When comparing Monoid vs Google Noto Sans Mono, the Slant community recommends Monoid for most people. In the question“What are the best programming fonts?” Monoid is ranked 19th while Google Noto Sans Mono is ranked 102nd. The most important reason people chose Monoid is:
The user can adjust letter-spacing, line-height, and choose alternate characters prior to downloading.
Specs
Ranked in these QuestionsQuestion Ranking
Pros
Pro Customisable
The user can adjust letter-spacing, line-height, and choose alternate characters prior to downloading.
Pro Novel use of ligatures to display ascii character combinations as symbols
The common expression '!=' is displayed as '≠', '>=' as '≥' *, while maintaining the fixed width double-space that these characters would normally take, so as to maintain text alignment.

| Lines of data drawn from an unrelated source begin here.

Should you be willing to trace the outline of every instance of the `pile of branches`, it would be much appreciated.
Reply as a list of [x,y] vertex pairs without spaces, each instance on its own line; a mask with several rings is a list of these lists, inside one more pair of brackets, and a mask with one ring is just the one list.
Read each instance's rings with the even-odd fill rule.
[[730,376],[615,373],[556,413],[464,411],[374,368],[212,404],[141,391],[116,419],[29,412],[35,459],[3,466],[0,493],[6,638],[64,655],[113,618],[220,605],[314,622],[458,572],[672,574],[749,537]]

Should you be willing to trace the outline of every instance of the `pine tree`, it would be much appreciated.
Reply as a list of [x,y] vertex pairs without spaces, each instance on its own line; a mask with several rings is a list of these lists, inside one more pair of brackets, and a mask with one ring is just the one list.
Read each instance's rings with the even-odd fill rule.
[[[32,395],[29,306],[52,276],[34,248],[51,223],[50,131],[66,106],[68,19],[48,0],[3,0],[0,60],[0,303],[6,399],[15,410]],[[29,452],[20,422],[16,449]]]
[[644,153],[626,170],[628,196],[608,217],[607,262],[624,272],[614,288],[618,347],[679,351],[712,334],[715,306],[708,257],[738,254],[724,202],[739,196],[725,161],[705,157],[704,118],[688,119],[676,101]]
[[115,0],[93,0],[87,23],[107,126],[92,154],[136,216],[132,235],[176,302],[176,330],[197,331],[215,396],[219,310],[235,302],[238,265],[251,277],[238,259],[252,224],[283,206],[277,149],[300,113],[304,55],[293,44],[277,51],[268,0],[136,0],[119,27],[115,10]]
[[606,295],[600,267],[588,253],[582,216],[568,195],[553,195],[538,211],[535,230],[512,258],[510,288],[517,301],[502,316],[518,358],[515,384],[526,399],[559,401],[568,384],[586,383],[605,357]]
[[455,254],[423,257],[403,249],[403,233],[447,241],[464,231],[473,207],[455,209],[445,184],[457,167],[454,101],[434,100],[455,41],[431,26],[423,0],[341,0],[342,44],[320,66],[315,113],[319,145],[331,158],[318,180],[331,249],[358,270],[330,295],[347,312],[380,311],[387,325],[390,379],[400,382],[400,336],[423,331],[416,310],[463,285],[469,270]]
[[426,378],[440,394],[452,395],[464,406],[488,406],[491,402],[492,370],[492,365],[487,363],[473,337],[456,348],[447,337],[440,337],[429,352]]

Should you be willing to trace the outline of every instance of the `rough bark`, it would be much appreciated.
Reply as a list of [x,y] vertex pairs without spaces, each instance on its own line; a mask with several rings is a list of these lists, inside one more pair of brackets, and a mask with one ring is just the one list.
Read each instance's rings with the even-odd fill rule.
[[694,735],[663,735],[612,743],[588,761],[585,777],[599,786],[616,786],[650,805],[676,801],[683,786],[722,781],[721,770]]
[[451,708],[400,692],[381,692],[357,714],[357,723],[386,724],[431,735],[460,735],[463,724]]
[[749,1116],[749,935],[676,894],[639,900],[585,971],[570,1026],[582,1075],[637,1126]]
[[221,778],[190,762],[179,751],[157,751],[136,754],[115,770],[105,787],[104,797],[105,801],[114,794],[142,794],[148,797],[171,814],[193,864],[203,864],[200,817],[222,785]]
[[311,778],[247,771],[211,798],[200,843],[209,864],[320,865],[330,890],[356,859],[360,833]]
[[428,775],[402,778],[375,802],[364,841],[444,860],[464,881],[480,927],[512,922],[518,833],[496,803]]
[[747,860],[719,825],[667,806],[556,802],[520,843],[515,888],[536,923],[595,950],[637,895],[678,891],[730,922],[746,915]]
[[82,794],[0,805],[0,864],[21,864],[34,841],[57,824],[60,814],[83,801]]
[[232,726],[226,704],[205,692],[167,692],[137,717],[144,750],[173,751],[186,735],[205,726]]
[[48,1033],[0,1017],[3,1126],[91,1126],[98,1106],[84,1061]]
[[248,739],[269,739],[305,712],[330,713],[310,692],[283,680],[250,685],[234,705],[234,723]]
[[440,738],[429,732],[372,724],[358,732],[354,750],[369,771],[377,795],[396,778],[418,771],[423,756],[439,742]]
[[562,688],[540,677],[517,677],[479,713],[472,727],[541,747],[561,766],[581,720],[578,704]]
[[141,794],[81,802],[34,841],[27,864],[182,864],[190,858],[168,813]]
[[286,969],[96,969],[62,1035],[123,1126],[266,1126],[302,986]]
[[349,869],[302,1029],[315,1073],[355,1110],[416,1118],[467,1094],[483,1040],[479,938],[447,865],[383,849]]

- Many others are supported too - see site for details.
Pro Open source
Monoid is open source meaning it's freely available to anyone.
Pro Sharpness
Pro Larger and easier to read with thin condensed letters
Pro Fine without retina
Probably the only one that is.
Pro Excellent support for Unicode characters
Unicode uses 16 bits per character, meaning that it can represent more than 65,000 unique characters.
Cons
Con Very narrow
Con No bold-italic style
Monoid doesn't offer a style that is both bold and italic.
Con Zero is difficult to identify
As it's not dotted or slashed, "0" is more difficult to distinguish.
Con Non-monospace ligature replacements for 'fl', 'fi', 'ffl', 'ffi'
By default, the substrings 'fl', 'fi', 'ffl', and 'ffi' are each crammed into one character width, making it not a truly monospace font. For example, the word 'flag' is rendered as three characters wide.
Con Letters capital 'i' and lowercase 'L' are too similar
The only difference is almost unnoticable.
Con Difficult to distinguish between a period and acomma as well as a colon and a semi-colon
Comma has very small tail, making it difficult to distinguish from a period (full stop). Same applies to colon and semi-colon.